The overall prevalence of antibodies against HEV (36%) among rabbits from the United States was lower than that among rabbits from Gansu and Beijing, China (57% and 55%, respectively) (3,4). The prevalence of HEV RNA in serum and fecal samples on rabbit farms in the United States (16.5% and 15.3%, respectively) was higher than that on farms in Gansu and Beijing, China (7.5% and 6.96%, respectively). Ages of rabbits, animal housing practices, and hygienic conditions on rabbit farms may explain the observed difference in HEV prevalence.

Sequence analysis of the 765-bp capsid gene showed that HEV isolate USRab-14 from the United States is genetically different from the 2 rabbit strains of HEV from China (Table 2; Figure). Genetic variations were also observed among the 4 rabbit HEV isolates from the 2 rabbit farms in the United States. Rabbit HEV strains from the United States and China clustered into a distinct branch closely related to genotype 3 HEV.

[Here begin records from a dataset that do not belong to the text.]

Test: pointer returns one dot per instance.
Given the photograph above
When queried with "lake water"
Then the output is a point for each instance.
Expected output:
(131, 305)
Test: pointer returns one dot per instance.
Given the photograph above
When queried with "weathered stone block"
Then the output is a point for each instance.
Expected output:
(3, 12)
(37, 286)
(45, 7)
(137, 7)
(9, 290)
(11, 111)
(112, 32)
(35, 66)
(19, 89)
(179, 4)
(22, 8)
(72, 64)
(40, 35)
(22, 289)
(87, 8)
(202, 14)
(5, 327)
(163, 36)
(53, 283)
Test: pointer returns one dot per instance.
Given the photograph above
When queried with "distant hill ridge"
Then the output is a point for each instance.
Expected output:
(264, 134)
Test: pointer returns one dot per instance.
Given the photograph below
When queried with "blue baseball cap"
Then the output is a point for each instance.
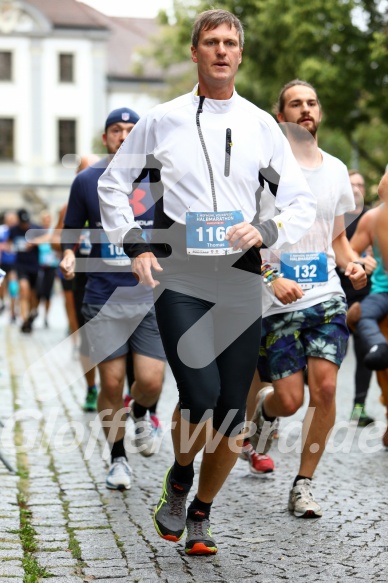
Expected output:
(123, 114)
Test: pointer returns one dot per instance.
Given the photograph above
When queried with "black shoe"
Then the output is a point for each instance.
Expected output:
(359, 417)
(377, 357)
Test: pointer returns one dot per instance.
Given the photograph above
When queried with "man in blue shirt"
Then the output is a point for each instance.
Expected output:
(119, 312)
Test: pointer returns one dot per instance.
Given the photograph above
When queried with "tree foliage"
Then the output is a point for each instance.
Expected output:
(340, 46)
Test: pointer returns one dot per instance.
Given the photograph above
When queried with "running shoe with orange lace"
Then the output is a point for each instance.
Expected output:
(170, 512)
(258, 463)
(199, 536)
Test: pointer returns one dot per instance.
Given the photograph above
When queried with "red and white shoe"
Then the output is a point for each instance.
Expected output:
(258, 463)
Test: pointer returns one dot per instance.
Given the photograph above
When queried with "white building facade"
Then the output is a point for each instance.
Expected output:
(56, 89)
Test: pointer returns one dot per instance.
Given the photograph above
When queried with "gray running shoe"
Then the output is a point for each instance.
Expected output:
(302, 502)
(199, 537)
(147, 435)
(119, 475)
(265, 430)
(170, 512)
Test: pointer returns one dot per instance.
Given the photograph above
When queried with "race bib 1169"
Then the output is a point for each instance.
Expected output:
(206, 232)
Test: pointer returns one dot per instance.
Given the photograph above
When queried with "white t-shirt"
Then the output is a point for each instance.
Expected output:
(311, 261)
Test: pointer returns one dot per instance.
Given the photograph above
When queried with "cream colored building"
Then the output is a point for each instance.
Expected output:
(63, 67)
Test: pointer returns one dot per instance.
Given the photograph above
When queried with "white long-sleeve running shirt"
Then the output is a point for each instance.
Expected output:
(206, 155)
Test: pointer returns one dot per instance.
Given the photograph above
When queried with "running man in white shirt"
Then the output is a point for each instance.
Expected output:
(311, 330)
(209, 154)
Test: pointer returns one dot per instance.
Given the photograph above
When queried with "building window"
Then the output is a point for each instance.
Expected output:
(6, 139)
(66, 137)
(5, 66)
(66, 68)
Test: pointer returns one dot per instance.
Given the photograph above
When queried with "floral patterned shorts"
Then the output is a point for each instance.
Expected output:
(288, 339)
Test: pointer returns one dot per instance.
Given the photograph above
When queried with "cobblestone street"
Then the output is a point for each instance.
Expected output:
(57, 514)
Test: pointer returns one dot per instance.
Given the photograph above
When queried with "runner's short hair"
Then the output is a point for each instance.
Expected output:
(280, 103)
(211, 19)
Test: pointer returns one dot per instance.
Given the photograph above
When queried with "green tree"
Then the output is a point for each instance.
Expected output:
(340, 46)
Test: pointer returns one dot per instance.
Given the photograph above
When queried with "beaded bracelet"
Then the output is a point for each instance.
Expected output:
(269, 273)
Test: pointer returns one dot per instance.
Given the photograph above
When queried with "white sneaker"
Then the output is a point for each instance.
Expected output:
(265, 430)
(301, 501)
(119, 475)
(147, 434)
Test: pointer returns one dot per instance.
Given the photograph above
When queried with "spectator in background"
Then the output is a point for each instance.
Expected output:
(27, 267)
(74, 293)
(382, 234)
(362, 374)
(7, 264)
(48, 263)
(374, 307)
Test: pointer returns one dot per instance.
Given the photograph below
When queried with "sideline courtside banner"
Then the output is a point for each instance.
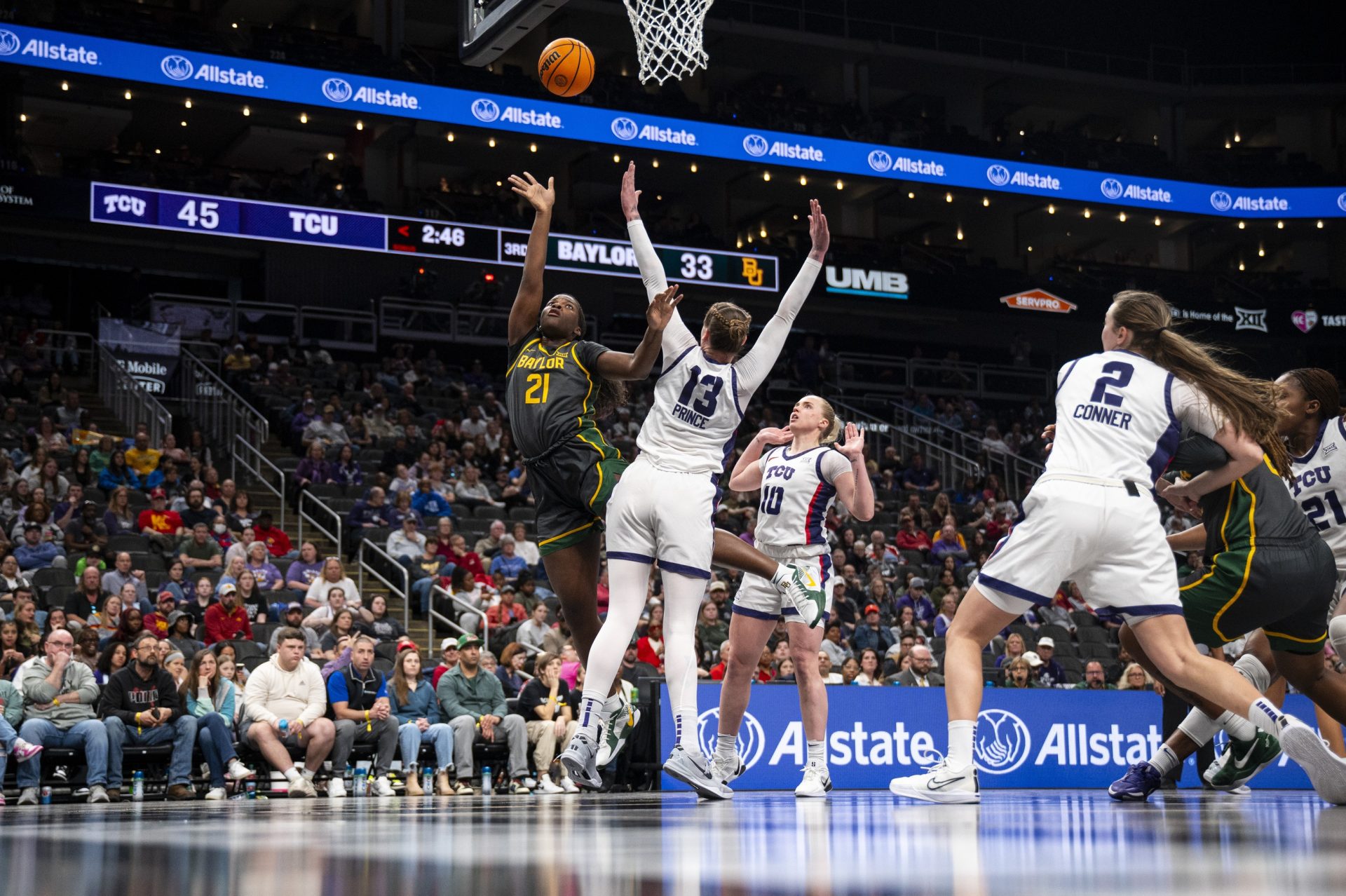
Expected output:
(1025, 739)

Thus, similar to swine HEV in pigs (13) and avian HEV in chickens (15), rabbit HEV is also widespread in the rabbit population in the United States. The fact that rabbit HEV appears to be closely related to genotype 3 HEV raises a potential concern for zoonotic infection because genotype 3 HEV from other animal species is known to infect humans (1,2). Therefore, cross-species infection and zoonotic risk for infection with rabbit HEV should be evaluated.